How do blackheads and sebaceous filaments differ?

Sebaceous filaments are considered a normal feature of the skin, whereas a blackhead or open comedone is non-inflammatory acne.

Generally, blackheads or open comedones are going to be a larger buildup of sebum and dead skin cells. Blackheads or open comedones frequently distend or swell the shape of the pore. Blackheads or open comedones have an oxidized cap of melanin and lipids, giving them their dark or black appearance. Sebaceous filaments don’t always have a dark cap like blackheads, but they’re often the ones a person consider an issue, as the lighter ones can blend into the skin.
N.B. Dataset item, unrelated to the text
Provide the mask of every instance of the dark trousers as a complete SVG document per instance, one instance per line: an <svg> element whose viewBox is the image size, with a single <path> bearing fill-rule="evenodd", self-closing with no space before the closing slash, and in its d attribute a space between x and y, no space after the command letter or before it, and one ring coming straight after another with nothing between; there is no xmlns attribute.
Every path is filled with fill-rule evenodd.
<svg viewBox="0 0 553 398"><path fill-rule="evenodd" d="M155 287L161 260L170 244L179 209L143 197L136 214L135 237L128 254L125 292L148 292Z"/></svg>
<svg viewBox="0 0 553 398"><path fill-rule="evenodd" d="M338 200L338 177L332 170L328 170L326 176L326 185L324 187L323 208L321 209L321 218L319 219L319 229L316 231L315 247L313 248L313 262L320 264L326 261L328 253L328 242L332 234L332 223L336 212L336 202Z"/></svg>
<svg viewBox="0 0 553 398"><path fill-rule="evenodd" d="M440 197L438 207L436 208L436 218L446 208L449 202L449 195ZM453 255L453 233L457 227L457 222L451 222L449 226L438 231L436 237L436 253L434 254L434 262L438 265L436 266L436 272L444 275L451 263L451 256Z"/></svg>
The two also seem to differ in ways that aren’t readily apparent to the human eye.

“Follicles containing sebaceous filaments have a conspicuous granular layer and no acanthosis.”

Acanthosis is a thickening of the layers of skin, and the granular layer is the stratum granulosum – the third layer of skin.

In regards to blackheads or open comedones, another group of researchers found that there was some acanthosis or thickening of the skin, and a relatively normal stratum granulosum.

The German researchers also noted that in comparison to sebaceous filaments, microcomedones had smaller sebaceous glands as well as more skin cells in areas of the hair follicle.

Another author notes that the key difference between a sebaceous filament and a blackhead is that the skin cells become “sticky” in a blackhead and agglomerate into a plug.

So what’s the takeaway?

The two are probably best imagined as being on a continuum rather than two separate categories.

Both are mostly caused by the continuous production of sebum and skin cells. Sebaceous filaments are considered a normal build-up in the pores and can lead to blackheads or open comedones.

For someone with dark sebaceous filaments on their nose or chin, knowing that it’s normal or calling them blackheads or sebaceous filaments doesn’t really matter. The goal is to reduce their appearance.

I don’t bother “correcting” people when they describe blackheads on their nose. At the end of the day, as long as both parties understand what is being talked about – it’s fine!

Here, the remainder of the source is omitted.